TGI Fridays is poised to become a public listed company again after its parent company, TGIF Holdings, agreed a sale to blank check company Allegro Merger Corp in a deal worth $380m.
Blank check companies are typically listed organisations with no operations that raise money from investors via an IPO for acquisitions.
TGIF’s holders will receive a combination of cash and stock valued at $30m and Allegro will assume approximately $350m of net debt.
TGI Fridays has become a leader in international restaurant franchising with more than half of its 840 branches located outside of the US.
Licensing accounts for over 70% of total profitability, according to the casual dining bar and grill concept, which was founded in 1965.
Last year the business generated sales of approximately $2 billion and the average annual unit volume (AUV) was around $2.7m.

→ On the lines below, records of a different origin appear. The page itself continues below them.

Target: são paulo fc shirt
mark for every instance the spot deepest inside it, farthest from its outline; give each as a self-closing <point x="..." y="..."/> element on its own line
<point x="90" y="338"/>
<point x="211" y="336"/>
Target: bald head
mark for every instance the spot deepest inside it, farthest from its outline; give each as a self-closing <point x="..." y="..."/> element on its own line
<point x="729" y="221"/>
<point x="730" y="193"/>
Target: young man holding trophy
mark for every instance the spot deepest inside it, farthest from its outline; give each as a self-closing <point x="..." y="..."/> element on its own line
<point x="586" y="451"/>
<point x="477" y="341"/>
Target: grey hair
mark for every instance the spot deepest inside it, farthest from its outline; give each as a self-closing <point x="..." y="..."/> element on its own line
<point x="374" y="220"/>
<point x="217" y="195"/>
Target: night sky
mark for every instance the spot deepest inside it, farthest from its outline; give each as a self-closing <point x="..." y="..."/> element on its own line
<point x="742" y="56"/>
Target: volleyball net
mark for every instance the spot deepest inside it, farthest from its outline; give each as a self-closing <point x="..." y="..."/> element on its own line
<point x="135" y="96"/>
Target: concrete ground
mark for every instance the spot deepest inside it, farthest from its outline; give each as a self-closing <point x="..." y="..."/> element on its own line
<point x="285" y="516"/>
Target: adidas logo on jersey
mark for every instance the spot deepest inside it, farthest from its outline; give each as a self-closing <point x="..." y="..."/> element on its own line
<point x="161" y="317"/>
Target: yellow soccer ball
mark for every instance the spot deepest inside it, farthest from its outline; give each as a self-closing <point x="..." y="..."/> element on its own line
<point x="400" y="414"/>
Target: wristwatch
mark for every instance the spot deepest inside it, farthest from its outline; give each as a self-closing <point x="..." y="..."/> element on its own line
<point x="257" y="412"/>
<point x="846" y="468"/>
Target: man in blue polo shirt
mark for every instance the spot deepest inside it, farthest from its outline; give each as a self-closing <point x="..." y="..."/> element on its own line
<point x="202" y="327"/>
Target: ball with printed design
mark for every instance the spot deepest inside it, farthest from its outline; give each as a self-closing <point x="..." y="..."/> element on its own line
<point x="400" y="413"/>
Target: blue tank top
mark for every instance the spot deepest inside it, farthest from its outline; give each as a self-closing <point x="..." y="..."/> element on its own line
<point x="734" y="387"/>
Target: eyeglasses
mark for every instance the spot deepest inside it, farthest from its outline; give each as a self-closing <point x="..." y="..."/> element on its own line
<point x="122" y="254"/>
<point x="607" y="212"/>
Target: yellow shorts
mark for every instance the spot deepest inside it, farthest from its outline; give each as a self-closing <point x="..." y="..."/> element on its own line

Within the past year, Fridays has made substantial improvements to its management team, bringing in CEO Ray Blanchette, a 19-year company veteran who previously led the successful turnaround and subsequent IPO of Ignite Restaurant Group.
Subsequently, he brought both John Neitzel and Jim Mazany back to Fridays to run franchising and company stores, respectively.
“The first order of business when I took over this company was to bring in the best talent to improve operations and innovation,” he explained. “This transaction is the next significant strategic move, and will allow us to gain public company status and access incremental equity capital to accelerate the rejuvenation of this iconic global brand.”
Eric Rosenfeld, CEO of Allegro, which was incorporated two years ago, said: “Allegro’s board and I believe that Fridays is an unparalleled iconic international brand and we are excited to be able to bring this opportunity to our shareholders.
“Fridays’ highly predictable stream of franchise and licensing revenue is very attractive and we believe that Fridays provides a compelling value to our shareholders.”